The noise was deafening, a continuing roar that battered their ears and left an ache in their foreheads. Then the air grew foul with dust, ash, smoke, and foul vapors. The four adventurers lay on the carpet with their arms over their heads and their faces, choking and gasping.

Suddenly there was silence all about them, and bright light and clean, fresh air. They raised their heads and looked about. The carpet sat in a field of thistle and burdock. Overhead, the cloudless sky was bright blue, though there was no sun to be seen.

'I don't think we're in Gehenna anymore,' Holly said after a long pause.

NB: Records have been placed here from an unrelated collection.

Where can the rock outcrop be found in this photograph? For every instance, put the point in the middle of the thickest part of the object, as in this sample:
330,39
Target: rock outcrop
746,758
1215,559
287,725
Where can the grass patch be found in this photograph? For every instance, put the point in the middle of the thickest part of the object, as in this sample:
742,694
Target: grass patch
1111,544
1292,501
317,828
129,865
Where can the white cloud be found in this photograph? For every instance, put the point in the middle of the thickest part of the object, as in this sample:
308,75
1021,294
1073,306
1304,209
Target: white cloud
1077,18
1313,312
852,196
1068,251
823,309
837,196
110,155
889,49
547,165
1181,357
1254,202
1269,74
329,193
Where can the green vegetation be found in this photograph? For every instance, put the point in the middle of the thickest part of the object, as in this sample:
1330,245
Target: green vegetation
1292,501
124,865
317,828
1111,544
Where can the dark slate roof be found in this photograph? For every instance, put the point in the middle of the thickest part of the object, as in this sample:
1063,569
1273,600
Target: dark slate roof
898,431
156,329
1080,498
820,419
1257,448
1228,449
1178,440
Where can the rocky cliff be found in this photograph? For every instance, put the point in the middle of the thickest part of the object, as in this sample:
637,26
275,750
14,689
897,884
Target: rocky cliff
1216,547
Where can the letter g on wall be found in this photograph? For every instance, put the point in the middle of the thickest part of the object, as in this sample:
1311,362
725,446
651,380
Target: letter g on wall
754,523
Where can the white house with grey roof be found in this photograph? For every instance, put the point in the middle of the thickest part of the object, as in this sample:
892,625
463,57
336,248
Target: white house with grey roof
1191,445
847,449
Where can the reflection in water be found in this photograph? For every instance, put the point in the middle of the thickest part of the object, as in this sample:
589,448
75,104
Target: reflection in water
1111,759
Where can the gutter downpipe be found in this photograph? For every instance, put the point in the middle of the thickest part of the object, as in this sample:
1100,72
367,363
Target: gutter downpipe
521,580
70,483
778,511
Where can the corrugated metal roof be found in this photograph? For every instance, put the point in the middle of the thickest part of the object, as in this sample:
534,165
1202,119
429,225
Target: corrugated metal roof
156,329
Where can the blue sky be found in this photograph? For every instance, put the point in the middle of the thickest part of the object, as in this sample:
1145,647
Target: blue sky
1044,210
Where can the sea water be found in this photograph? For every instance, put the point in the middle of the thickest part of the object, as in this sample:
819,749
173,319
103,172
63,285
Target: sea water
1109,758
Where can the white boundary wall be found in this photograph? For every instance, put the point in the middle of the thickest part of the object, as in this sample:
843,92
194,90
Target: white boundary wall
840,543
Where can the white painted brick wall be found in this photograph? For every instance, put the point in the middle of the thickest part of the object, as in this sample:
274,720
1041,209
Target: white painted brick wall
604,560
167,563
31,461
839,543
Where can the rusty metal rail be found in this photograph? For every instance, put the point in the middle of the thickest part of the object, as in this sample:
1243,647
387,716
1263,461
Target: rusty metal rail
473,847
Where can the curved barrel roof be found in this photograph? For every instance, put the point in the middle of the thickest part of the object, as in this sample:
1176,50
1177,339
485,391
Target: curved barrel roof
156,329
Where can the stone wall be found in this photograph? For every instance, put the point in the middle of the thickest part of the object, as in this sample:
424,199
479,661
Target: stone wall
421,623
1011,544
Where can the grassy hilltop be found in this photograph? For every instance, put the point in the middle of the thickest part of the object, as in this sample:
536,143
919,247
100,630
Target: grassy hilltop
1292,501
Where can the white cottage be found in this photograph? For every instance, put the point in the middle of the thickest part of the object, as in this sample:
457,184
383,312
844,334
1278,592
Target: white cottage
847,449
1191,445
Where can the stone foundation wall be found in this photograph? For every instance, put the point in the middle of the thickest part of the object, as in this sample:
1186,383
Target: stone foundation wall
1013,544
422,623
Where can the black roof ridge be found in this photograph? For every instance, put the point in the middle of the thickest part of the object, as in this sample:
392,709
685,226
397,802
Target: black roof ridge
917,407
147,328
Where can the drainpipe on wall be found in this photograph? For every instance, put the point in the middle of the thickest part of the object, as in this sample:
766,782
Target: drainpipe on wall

'But where are we?' Jas asked.

'Who cares?' the paladin said with a laugh. 'Breathe that air. Isn't it wonderful?'

Indeed, the air was not only fresh, but it also seemed to make Joel's skin tingle. The feeling was a familiar one to the bard. 'We're in the Outlands,' he said. 'How'd we get here?' Jas asked.

'I brought you,' a soft, girlish voice said from somewhere overhead.

The adventurers looked up.

Beshaba hovered above them, her feet grazing the thistle flowers. She was no longer a giant, but the size of a normal human woman. 'Bringing you here has cost me more power than I thought it would. In payment, you will serve as my bodyguards on our journey to the spire.'

Eager to keep the goddess on the path Finder had requested, Joel bowed his head and said, 'We would be honored, Lady Beshaba.'

Beshaba looked at Holly and Jas. 'Does he speak for you as well?' she asked.